I moved to LA at the beginning of last year, so cultivating my new life in LA was also one of my 2021 resolutions. That could mean anything, right? Which is why it felt easier for me to stick with and feel like I actually accomplished something. I have a job in LA, I have a home that I love, I’ve met new people, I have a routine.

I really just try to frame my resolutions as, “What would make me feel really good this year?” For me as a person, if I have really hard rules in place, I’m going to want to rebel against them. Resolutions can feel daunting. What’s empowering for me is to reframe them as new things I’d like to try this year, and ask myself what is going to make me happier and what’s going to bring something new and exciting to my life.

When circumstances align with intent, there’s success” - Kelly, video game marketer, who saved $20,000 in 2020

I usually do one New Year’s resolution, and I usually make it something very subjective that I could claim at the end of the year, nothing actually taxing: one year I was like “I want to have a more positive outlook on life.” But at the end of 2019, I was looking at my finances. I had gotten married that year, so my husband and I finally had our joint accounts, and I was really interested to see how much money we were bringing in because I realized I just didn’t have any savings. I thought it would be really nice to have savings. It would help us sleep better at night.
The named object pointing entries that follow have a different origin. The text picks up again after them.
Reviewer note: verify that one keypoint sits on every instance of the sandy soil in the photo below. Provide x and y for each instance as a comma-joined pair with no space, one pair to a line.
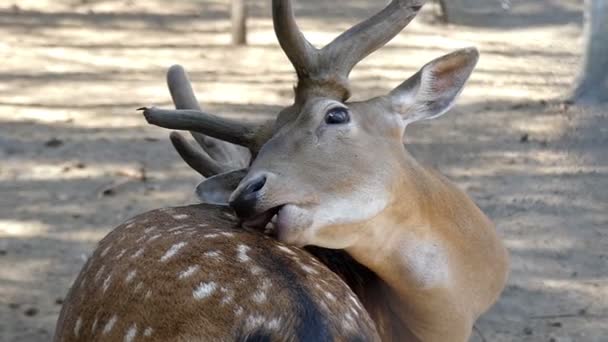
76,159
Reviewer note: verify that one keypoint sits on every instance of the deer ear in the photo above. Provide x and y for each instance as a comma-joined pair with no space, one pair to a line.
433,90
217,189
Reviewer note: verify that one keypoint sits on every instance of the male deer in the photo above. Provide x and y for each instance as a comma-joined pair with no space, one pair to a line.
335,174
192,274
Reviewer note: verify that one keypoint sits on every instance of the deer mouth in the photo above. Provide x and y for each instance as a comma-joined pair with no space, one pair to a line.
264,222
281,222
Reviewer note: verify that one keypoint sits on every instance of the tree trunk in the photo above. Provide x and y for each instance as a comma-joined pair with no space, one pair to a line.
239,18
591,85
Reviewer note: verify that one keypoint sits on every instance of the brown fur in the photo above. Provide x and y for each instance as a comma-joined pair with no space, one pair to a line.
155,298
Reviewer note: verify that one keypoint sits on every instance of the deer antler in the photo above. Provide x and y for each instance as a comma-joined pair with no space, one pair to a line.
320,71
329,67
215,156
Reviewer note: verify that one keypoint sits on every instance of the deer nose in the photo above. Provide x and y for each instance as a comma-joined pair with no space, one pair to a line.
244,201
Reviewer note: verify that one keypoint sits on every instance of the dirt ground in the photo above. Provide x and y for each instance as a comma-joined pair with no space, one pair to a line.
76,159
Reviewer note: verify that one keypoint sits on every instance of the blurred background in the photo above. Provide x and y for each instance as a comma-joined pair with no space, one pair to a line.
528,138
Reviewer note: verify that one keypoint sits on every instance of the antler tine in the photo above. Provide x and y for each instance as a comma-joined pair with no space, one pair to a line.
197,159
181,89
326,70
366,37
300,52
220,156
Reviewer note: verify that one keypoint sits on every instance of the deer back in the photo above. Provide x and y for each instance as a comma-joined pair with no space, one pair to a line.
189,273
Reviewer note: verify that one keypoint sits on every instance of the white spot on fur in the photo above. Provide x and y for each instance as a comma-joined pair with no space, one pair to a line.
147,230
274,324
154,237
120,254
99,272
348,322
77,326
254,322
138,253
425,263
94,326
130,276
106,283
309,269
177,228
259,296
228,295
330,296
204,290
108,327
172,251
255,270
213,254
355,301
286,250
242,253
188,272
105,251
131,333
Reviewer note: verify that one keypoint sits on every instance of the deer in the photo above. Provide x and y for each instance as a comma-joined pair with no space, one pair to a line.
191,273
336,175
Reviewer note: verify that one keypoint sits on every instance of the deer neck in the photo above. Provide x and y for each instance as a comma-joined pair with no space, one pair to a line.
407,249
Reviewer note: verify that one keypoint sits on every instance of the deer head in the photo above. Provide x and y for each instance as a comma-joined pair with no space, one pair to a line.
336,174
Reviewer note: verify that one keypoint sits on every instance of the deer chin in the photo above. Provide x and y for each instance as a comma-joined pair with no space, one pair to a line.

I read this book by Cait Flanders called The Year of Living Less. It was all about how she had turned her life around through managing her finances. I really identified with the author because she had struggled with addiction and so had I. At one point, the book was like, “Here’s how you could save $20,000 in one year.” So I decided I was going to do that.

I used a free monthly budgeting spreadsheet on Google and plugged in only my income, not my husband’s, since I’m the primary breadwinner. I decided I’d only spend money on things I consume, so food, as well as rent, insurance, my 401k, taxes, car payments, blah, blah, blah. (I understand that I am very privileged not to have any student loans.)
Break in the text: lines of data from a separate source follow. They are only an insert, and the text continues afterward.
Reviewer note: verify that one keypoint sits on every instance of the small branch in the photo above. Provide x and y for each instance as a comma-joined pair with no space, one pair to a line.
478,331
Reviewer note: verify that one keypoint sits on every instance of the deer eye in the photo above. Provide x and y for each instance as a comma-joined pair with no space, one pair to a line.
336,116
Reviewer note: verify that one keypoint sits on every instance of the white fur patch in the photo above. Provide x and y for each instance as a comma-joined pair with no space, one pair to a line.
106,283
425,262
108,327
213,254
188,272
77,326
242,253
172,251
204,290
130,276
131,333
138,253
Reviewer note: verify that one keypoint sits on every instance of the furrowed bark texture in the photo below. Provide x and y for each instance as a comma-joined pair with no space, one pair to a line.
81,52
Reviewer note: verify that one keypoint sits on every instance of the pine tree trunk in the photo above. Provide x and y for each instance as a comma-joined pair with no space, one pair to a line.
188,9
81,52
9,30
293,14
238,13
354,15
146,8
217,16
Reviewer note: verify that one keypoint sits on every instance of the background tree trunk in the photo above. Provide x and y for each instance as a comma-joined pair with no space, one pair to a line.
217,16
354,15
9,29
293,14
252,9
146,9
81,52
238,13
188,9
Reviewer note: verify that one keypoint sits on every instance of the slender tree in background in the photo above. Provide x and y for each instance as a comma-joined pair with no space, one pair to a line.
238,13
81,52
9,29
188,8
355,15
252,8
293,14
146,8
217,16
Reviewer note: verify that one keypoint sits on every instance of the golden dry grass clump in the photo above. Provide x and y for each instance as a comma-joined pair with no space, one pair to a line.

From January to March, it was a little tricky because I was still commuting to work and coworkers were wanting to go out and grab coffee and stuff like that. At the end of January, I found out I was pregnant. I went back to my monthly budget and crunched the numbers for how much the baby would cost in 2021, and it was a lot of money. $20,000 was no longer a cushion, it would be spent by the time my son was one year old. So now I knew where the money was going and I had to save it. Instead of a New Year’s resolution, which is supposed to be this thing that betters you, it became a matter of survival.

I could have not saved $20,000 if the pandemic didn’t happen, which was a weird silver lining in such an awful, depressing year. I couldn’t leave the house because I was immunocompromised since I was pregnant. I didn’t really have to buy maternity clothes since I wasn’t leaving the house.
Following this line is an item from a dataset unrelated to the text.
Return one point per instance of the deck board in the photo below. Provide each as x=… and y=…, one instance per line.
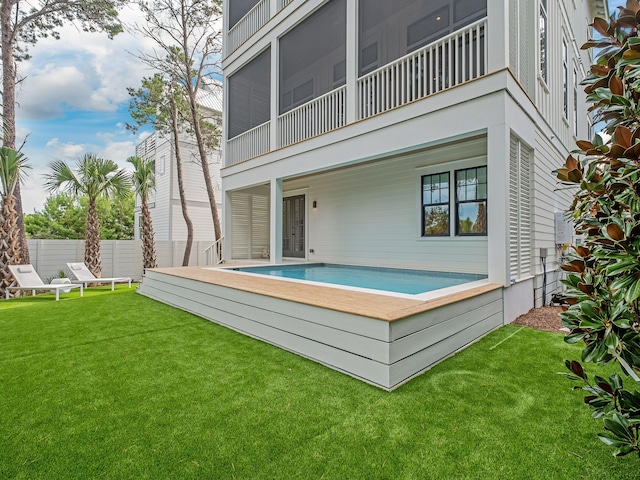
x=381, y=307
I decided not to spend money on clothing, books, media, and video games, which was really hard because Animal Crossing came out that year. My husband and I got really creative with our weekly grocery shops, which was the only time we left the house. We wouldn’t buy anything that wasn’t on our list. I cut back on a lot of our media subscriptions because in Cait Flanders’ book, she says that if you’re an American, you have all the entertainment you need in your house: books you haven’t read, movies you can watch again.